Na Câmara, são 2.135 matérias no total. No Senado, 337.

No ano passado, os deputados gastaram 115 sessões deliberativas para aprovarem cerca de 219 propostas. Ou seja, se o objetivo da Câmara for “zerar” o estoque de matérias em tramitação, aprovando-as ou rejeitando-as, precisarão, mantido o ritmo atual, de nada menos que dez anos.

Da mesma forma, o Senado aprovou 219 matérias no ano passado em 118 sessões deliberativas. Ou seja, os senadores precisariam de quase um ano e meio para “zerar” o estoque de propostas a serem votadas. Sem contar as novas propostas que viriam da Câmara assim que os deputados as aprovassem (apenas as matérias de iniciativa dos próprios senadores começam a tramitação no Senado).

Nessas situações hipotéticas, nenhuma proposta nova deveria ser apresentada.

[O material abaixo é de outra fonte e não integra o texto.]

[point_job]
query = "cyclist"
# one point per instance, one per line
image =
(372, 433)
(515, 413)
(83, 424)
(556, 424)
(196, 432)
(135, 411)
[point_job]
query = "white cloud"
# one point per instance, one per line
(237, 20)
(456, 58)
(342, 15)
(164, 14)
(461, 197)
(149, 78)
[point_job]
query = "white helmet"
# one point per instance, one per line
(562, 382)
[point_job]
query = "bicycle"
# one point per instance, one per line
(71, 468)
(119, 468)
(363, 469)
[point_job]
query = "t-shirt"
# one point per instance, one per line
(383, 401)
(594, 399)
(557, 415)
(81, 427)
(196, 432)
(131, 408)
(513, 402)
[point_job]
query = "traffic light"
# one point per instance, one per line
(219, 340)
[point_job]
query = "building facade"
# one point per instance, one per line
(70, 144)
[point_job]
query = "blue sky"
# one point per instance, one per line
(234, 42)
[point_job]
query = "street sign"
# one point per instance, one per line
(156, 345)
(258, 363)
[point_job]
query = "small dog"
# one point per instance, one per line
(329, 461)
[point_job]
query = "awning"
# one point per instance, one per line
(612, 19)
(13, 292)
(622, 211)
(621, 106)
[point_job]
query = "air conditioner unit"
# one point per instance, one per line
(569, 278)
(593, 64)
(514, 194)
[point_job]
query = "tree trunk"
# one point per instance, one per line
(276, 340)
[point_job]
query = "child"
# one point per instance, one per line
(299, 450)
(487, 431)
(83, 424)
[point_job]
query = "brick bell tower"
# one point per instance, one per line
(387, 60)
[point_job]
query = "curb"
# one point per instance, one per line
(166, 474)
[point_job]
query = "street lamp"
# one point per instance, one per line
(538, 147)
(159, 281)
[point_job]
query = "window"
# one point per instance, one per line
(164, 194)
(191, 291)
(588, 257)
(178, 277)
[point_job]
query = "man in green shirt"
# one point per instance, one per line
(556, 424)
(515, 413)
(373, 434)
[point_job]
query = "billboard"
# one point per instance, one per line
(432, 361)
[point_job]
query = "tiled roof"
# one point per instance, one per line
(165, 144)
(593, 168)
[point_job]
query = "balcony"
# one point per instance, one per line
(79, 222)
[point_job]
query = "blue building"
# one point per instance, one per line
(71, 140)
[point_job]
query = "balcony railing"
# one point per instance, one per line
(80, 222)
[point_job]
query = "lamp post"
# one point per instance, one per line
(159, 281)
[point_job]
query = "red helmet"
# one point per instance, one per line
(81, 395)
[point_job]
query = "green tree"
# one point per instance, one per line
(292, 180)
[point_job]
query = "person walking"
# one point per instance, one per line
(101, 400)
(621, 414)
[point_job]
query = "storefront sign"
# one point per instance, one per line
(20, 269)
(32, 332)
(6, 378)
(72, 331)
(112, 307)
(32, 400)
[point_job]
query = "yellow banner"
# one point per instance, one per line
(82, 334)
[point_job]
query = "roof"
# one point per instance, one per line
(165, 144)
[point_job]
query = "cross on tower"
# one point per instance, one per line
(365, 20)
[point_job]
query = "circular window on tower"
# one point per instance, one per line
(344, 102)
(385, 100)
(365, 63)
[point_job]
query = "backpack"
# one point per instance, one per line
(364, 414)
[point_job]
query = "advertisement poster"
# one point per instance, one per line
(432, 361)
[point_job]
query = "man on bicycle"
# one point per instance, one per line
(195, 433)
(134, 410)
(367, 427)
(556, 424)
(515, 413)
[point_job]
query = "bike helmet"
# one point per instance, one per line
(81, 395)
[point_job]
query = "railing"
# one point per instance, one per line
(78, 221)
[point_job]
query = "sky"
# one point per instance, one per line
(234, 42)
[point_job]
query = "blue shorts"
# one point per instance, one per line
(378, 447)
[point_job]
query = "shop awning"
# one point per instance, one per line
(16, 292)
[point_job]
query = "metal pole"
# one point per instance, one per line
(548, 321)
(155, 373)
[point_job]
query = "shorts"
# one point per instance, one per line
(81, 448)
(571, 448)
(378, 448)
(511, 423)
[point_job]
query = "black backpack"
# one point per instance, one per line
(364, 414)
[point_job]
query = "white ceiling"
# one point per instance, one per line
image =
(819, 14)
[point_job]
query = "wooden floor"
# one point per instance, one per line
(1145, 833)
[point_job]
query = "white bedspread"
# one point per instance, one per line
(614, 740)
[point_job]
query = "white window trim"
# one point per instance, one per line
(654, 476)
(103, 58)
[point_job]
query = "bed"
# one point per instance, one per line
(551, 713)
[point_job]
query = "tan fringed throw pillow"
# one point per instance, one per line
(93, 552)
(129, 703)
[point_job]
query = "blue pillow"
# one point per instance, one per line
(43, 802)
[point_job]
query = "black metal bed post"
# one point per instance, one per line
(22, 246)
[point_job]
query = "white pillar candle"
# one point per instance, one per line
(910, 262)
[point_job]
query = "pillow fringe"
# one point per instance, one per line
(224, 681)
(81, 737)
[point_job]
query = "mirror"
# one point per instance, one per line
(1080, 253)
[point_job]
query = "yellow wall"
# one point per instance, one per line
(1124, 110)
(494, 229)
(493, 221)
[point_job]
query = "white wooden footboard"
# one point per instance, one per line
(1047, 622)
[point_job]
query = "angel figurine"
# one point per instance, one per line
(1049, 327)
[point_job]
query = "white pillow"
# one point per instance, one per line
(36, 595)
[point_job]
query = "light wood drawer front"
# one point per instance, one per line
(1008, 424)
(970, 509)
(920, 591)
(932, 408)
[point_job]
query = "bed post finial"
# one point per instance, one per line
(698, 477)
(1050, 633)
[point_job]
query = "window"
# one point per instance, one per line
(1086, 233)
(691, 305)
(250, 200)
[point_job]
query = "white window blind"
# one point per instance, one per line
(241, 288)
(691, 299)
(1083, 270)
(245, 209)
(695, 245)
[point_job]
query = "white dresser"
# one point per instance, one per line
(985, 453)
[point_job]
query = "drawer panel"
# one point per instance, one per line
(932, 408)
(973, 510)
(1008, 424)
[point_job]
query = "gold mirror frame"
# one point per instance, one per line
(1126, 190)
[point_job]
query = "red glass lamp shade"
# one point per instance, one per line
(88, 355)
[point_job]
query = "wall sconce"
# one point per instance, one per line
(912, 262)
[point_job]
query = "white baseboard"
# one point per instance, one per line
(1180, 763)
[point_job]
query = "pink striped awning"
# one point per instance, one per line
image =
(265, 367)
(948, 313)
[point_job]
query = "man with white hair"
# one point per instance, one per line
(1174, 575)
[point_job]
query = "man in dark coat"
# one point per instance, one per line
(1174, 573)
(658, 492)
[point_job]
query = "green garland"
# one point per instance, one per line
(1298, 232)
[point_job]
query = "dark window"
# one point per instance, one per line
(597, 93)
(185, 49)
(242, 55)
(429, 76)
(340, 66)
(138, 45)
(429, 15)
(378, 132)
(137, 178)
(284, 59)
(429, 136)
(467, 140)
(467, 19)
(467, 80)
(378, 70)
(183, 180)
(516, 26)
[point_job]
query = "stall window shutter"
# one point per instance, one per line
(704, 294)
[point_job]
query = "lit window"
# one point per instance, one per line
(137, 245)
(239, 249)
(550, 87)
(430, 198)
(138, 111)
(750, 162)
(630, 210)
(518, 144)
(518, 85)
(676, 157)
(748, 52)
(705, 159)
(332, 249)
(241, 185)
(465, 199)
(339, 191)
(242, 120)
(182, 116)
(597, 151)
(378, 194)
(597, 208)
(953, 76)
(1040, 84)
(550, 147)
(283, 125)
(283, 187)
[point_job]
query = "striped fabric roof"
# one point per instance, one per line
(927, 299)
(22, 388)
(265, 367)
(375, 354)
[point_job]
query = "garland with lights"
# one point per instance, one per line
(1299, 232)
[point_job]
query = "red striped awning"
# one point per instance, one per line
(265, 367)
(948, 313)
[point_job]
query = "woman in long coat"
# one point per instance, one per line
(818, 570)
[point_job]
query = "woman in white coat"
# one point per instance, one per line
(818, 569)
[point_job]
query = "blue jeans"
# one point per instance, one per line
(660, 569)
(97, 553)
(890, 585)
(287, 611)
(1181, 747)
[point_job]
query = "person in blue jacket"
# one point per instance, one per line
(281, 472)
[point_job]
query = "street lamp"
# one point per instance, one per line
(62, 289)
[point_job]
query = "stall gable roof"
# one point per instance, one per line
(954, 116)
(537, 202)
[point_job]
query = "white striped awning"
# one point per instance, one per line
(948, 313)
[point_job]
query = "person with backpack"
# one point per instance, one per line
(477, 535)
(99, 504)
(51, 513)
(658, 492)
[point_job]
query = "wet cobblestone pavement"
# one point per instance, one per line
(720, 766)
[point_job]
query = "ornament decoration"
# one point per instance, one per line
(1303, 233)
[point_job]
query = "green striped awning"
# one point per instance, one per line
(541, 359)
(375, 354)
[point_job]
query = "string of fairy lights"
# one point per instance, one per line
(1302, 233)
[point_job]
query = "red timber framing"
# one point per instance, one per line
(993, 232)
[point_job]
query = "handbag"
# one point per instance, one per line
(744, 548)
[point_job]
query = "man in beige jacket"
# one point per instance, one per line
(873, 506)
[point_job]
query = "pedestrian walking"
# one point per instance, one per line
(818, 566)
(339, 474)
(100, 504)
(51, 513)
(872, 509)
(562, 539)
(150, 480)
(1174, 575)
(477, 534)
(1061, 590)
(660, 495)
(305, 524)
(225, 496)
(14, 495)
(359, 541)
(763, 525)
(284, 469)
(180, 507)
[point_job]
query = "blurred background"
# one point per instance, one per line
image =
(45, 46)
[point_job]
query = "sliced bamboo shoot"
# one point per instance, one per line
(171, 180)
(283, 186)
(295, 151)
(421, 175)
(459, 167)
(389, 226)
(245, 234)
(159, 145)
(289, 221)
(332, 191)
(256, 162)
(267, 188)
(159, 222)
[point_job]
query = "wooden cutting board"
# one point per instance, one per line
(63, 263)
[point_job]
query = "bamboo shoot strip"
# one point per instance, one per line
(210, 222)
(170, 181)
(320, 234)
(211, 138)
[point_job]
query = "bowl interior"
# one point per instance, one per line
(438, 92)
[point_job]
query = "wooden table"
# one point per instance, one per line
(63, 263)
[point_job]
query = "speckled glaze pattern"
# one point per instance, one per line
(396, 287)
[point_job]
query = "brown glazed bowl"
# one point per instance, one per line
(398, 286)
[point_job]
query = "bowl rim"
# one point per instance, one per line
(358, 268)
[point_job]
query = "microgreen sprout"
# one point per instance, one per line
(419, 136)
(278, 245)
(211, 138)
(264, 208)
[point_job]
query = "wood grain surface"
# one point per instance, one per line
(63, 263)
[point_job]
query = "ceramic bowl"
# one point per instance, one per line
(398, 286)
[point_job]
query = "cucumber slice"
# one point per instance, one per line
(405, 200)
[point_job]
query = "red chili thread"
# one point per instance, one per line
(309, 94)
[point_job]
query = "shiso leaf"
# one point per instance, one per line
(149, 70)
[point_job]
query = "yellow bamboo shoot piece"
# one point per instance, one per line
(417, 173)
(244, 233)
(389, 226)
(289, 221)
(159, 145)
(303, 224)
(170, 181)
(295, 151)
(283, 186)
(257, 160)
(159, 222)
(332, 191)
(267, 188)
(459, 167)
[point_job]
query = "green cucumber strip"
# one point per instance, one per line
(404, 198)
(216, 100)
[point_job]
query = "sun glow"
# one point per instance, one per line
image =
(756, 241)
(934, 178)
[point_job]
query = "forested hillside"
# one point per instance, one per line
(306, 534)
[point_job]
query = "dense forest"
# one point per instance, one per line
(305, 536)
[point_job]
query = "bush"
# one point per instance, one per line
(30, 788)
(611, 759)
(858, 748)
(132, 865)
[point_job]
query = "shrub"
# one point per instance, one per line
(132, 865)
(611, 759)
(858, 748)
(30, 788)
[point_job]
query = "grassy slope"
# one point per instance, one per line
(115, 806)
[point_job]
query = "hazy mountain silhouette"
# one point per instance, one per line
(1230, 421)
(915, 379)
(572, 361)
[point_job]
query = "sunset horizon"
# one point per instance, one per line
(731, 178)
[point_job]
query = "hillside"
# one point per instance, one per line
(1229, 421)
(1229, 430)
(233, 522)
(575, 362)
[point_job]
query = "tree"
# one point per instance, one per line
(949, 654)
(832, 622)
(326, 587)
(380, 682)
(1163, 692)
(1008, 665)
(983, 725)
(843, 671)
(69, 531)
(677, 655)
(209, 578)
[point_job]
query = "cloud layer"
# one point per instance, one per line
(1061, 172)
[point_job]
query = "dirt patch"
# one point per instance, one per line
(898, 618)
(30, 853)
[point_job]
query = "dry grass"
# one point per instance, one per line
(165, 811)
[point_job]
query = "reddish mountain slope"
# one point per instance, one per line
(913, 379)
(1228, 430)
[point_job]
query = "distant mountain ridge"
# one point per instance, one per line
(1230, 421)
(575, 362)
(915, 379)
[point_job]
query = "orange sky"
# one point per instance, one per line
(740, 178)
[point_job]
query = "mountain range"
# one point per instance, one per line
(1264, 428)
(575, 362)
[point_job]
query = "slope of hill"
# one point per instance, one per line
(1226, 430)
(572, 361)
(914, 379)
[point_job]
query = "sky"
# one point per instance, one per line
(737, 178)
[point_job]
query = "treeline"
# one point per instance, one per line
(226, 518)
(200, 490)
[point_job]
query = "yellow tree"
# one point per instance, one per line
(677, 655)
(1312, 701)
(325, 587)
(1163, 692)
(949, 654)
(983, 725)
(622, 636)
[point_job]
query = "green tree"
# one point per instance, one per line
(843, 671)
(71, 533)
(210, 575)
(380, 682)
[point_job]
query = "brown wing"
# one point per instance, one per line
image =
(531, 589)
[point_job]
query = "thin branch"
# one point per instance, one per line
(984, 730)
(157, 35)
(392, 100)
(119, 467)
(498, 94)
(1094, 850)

Cada congressista deveria relatar pelo menos quatro projetos para “dividir o trabalho” com os colegas. Mas, se todas as matérias fossem aprovadas, a legislação brasileira mudaria 2.472 vezes em dez anos, o que certamente confundiria a vida dos cidadãos.

*Fonte: Câmara e Senado.

Entenda como foi feito o levantamento

Evidentemente, nem tudo o que está nas gavetas do Parlamento contribuiria com a sociedade caso fosse aprovado. Há várias propostas esdrúxulas e mesmo inconvenientes. Mas a pilha de propostas inclui projetos que merecem discussão – para aprovar ou rejeitar -, como a lei da mordaça do Ministério Público, proposta pelo deputado Paulo Maluf (PP-SP), projetos contra candidatos “ficha suja”, afrouxamento das normas para se cassar uma carteira de motorista, simplificação dos divórcios e uma das polêmicas que divide o país, o casamento gay.

Polêmica fica na fila
Isso se dá por uma características que facilmente se verifica: a polêmica fica na fila. Os parlamentares, propositalmente, por falta de consenso ou de agendar corretamente as prioridades, deixam de lado diversas matérias amplamente discutidas. Entre o desgaste de rejeitar ou aprovar temas que não têm consenso na sociedade, melhor deixá-los eternamente na fila. Ao mesmo tempo, os números revelam que o sistema legislativo precisa de ajustes, mesmo considerando-se a necessidade de tempo para melhor discussão das propostas.
“Todas essas questões que são muitos importantes exigiriam uma atitude extremamente firme e ousada das mesas das Casas”, observa o professor José Álvaro Moisés, doutor em Ciência Política pela Universidade de São Paulo (USP). “Deviam dizer: ‘Olha, vamos colocar em votação, vamos limpar a pauta, vamos tirar o que não é de consenso da maioria, etc e tal’. Não fazer isso é uma maneira de contemporizar. É uma atitude ambígua, que nem joga no lixo o proposições que podem ser importantes, nem decide nada sobre elas. Fica no limbo.” 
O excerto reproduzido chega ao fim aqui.